Role of Oxidative Stress in Metabolic Reprogramming of Brain Cancer

SIMPLE SUMMARY: According to Globocan 2020 data, approximately 308,102 new cases of brain cancer and central nervous system (CNS) cancers were reported worldwide, with 251,329 reported deaths. Reactive oxygen and nitrogen species (RONS) alter various signaling pathways to regulate cell stability. In this review, we will discuss the altered metabolism in brain cancer and emphasize the role of reactive oxygen species (ROS), reactive nitrogen species (RNS), and the tumor microenvironment in controlling metabolic shifts in brain cancer. We will also highlight potential therapies for targeting ROS, inhibiting cancer cell proliferation, and addressing gliomal stem-like cells. ABSTRACT: Brain cancer is known as one of the deadliest cancers globally. One of the causative factors is the imbalance between oxidative and antioxidant activities in the body, which is referred to as oxidative stress (OS). As part of regular metabolism, oxygen is reduced by electrons, resulting in the creation of numerous reactive oxygen species (ROS). Inflammation is intricately associated with the generation of OS, leading to the increased production and accumulation of reactive oxygen and nitrogen species (RONS). Glioma stands out as one of the most common malignant tumors affecting the central nervous system (CNS), characterized by changes in the redox balance.

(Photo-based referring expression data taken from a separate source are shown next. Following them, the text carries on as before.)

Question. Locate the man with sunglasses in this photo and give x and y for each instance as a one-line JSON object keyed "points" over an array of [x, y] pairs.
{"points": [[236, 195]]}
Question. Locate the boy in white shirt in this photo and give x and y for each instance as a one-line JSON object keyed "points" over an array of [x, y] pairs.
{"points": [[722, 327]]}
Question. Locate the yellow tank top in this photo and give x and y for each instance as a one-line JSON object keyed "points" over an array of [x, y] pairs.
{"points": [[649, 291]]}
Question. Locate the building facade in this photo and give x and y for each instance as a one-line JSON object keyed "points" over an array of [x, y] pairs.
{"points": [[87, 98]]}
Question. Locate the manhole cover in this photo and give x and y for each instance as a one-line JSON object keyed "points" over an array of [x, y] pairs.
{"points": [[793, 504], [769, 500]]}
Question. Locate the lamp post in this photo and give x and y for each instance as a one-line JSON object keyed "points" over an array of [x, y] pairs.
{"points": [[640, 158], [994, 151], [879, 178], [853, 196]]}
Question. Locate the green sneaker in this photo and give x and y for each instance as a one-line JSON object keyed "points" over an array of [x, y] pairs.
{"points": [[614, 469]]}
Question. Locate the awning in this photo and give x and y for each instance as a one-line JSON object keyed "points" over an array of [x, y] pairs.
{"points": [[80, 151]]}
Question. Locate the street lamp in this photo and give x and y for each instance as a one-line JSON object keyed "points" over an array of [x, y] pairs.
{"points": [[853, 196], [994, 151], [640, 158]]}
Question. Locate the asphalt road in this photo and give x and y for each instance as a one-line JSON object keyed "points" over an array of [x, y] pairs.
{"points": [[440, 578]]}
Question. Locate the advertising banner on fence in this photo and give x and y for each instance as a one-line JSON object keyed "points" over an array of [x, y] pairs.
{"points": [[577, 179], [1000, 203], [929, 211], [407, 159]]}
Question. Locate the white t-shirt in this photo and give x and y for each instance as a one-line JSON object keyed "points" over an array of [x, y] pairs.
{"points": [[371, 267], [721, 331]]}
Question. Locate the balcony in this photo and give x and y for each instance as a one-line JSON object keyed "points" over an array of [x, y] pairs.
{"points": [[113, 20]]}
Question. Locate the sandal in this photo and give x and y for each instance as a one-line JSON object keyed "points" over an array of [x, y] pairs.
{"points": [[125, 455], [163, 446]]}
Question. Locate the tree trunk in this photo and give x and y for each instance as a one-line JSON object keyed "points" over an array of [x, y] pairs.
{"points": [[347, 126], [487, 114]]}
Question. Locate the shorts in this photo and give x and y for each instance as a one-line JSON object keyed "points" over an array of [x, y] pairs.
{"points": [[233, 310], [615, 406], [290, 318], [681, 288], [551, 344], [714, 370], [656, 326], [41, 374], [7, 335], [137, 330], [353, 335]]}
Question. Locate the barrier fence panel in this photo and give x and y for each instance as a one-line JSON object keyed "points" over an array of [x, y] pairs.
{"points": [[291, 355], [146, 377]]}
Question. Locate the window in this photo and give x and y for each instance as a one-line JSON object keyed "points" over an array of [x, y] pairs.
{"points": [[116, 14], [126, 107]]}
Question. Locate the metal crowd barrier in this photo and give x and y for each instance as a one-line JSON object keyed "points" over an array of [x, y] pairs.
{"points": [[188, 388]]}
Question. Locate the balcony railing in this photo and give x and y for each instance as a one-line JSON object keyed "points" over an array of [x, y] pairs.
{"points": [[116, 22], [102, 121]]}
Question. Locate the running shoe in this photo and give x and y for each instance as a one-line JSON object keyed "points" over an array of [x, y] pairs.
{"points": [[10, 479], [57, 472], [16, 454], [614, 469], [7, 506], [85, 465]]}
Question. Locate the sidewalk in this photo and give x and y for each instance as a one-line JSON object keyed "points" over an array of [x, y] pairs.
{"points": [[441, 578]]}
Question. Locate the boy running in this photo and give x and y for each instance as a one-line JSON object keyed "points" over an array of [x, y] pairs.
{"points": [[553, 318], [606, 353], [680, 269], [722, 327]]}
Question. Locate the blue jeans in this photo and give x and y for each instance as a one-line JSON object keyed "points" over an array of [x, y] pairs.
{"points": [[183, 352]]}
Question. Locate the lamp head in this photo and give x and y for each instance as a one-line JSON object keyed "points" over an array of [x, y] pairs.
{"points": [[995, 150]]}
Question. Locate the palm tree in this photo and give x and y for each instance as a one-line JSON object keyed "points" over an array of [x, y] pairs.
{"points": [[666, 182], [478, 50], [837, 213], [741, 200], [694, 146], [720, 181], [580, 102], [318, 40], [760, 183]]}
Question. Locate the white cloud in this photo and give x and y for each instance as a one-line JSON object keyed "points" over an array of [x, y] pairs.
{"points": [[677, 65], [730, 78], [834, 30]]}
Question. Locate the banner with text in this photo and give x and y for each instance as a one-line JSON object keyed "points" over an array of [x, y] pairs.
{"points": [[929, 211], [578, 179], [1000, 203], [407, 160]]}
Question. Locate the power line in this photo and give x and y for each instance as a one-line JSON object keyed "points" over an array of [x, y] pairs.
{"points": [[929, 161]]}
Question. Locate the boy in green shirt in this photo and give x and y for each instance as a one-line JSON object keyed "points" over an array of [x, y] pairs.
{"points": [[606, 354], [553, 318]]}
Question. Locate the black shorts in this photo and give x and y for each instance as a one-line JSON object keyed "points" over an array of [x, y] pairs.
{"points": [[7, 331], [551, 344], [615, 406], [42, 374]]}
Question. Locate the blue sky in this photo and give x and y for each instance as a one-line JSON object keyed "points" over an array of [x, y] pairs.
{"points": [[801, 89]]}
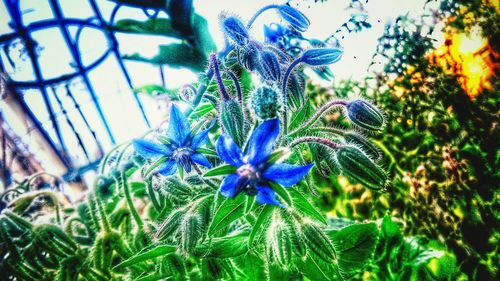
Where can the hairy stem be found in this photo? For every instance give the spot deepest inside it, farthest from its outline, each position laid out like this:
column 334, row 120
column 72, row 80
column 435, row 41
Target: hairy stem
column 319, row 113
column 200, row 92
column 220, row 85
column 259, row 12
column 239, row 92
column 318, row 129
column 323, row 141
column 130, row 202
column 151, row 194
column 283, row 93
column 200, row 173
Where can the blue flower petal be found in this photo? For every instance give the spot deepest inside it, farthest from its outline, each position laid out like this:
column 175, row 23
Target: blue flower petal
column 178, row 126
column 266, row 195
column 149, row 149
column 231, row 185
column 199, row 158
column 286, row 174
column 261, row 143
column 228, row 151
column 168, row 168
column 201, row 138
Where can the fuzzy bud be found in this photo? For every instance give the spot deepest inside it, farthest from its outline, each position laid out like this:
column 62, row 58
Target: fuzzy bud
column 269, row 66
column 295, row 90
column 365, row 115
column 264, row 101
column 250, row 57
column 294, row 17
column 355, row 164
column 321, row 56
column 235, row 30
column 232, row 119
column 190, row 231
column 359, row 140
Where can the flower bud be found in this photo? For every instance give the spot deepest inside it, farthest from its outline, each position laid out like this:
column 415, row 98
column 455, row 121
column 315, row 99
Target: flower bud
column 365, row 115
column 269, row 66
column 294, row 17
column 321, row 56
column 362, row 142
column 235, row 30
column 264, row 101
column 232, row 120
column 357, row 166
column 250, row 57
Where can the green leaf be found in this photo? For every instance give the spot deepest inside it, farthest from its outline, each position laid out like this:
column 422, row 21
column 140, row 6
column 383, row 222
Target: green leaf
column 299, row 118
column 156, row 26
column 249, row 204
column 278, row 155
column 201, row 110
column 316, row 269
column 229, row 211
column 263, row 218
column 155, row 252
column 175, row 55
column 224, row 247
column 390, row 229
column 303, row 205
column 207, row 151
column 151, row 90
column 155, row 165
column 355, row 246
column 219, row 171
column 282, row 192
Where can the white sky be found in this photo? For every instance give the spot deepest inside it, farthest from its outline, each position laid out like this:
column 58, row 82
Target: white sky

Brain cancer cells exhibit inherent resistance to most conventional treatments, primarily due to the distinctive tumor microenvironment. Oxidative stress (OS) plays a crucial role in the development of various brain-related malignancies, such as glioblastoma multiforme (GBM) and medulloblastoma, where OS significantly disrupts the normal homeostasis of the brain. In this review, we provide in-depth descriptions of prospective targets and therapeutics, along with an assessment of OS and its impact on brain cancer metabolism. We also discuss targeted therapies.